Laugh. Aha! Fishing for optimism. Okay. First, the anti-Islamist opposition in Egypt and Tunisia has coalesced. There’s hope for autonomy for a moderate Kurdish area in Syria. And more people in the West have woken up to the situation and the danger. That’s about it for optimism about the region. I am far more optimistic about Israel’s strategic situation but that’s another issue.
Seriously, though, in Egypt and Tunisia there is a battle and the Islamists face serious opposition. The issue is not to get bound up in the details of the demonstrations but to ask what actual impact this will have. The Islamist timetable for fundamentally transforming their countries is going to be slower though there’s no reason to believe the effort will stop, much less be reversed. Nor will the West rally to the opposition’s support. The moderate democratic forces are very much alone, just as they are in Iran and to a very real extent in Syria, too.
As for Syria, 2013 is probably going to be the year of a rebel victory, even though they might not control the entire country until 2014. So what kind of government is going to rule Syria? It’s an open question but the Muslim Brotherhood is the best bet.
And the Obama Administration, which is still in office, has not changed any of its basic positions on these issues.
–Should the U.S. have some bottom lines to try to influence the upcoming constitutional referendum in Egypt?
Shrug. The Constitution will pass. The U.S. government won’t say a word of criticism or do anything. Thus, the United States has no influence on the referendum. What will happen as the Brotherhood will continue to intimidate the courts and the Egyptian president rules by decree? Will the White House seriously condition aid on the treatment of women and Christians? .Obama is doing the absolute minimum to criticize the new regime which is, let’s face it, now a U.S. client.
–Is there anything we or anyone else the United States can do to help influence things in Egypt?

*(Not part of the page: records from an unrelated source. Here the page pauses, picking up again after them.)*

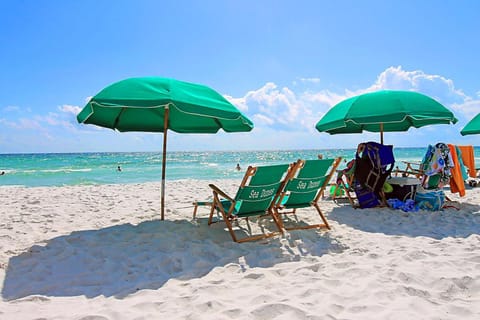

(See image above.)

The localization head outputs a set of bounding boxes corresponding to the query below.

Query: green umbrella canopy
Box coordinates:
[460,113,480,136]
[316,90,458,134]
[77,77,253,133]
[77,77,253,220]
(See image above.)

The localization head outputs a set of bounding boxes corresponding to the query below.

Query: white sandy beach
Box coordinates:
[0,180,480,320]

There’s a lot but nothing will be done. It’s a matter of the Obama Administration’s ideology and policies.
–Is Syria going to use chemical weapons? The U.S. says we’ll take action if they do. What could that look like?
I think that the rebels will capture Aleppo within 3-4 months and Damascus some time in 2013. Then the regime will retreat to the northwest, the world will recognize a rebel regime as ruling the country, and there will be a bloodbath. Expect the Obama Administration to take little or no action. Whether or not the regime uses chemical weapons on a few occasions won’t help it and would probably hasten its fall.
–What happens when Assad goes, one way or another?
It’s very complex because there are so many players: Sunnis, Alawites, Christians, and Druze; Kurds; Brotherhood people, Salafists of many different groups, professional soldiers, warlords, and liberals. A lot of the powerbrokers are local.
Experience generally shows us that the winner is the side that is the best-armed, most organized, knows what it thinks and wants, and perhaps has the most international backing. That’s the Brotherhood.
–It was a brutal November between Israel and Palestinians – how long is the ceasefire likely to hold?
Hamas will escalate at some point in the future and Israel will wait as long as possible to respond. The fact that Egypt doesn’t want another confrontation will postpone that day from, say, six months to three years. We’re probably talking about two to three years for anything big but of course Hamas will attack on a lower level. It’s main incentive, of course, is that it knows ultimately the world will protect it from total defeat by Israel. We’ve actually reached the point, as shown by the last five years, when a repressive terrorist group is kept in power by Western democratic states backing that status quo. Are the Palestinians emboldened by its change in U.N. status? What long term effect does that vote have?
It’s the end of any hope for a peace process. Why should the Palestinians negotiate when they believe they can get whatever they want from the international community? Why should Israel make agreements or concessions when it knows it will get nothing and the world will abrogate the other side’s obligations?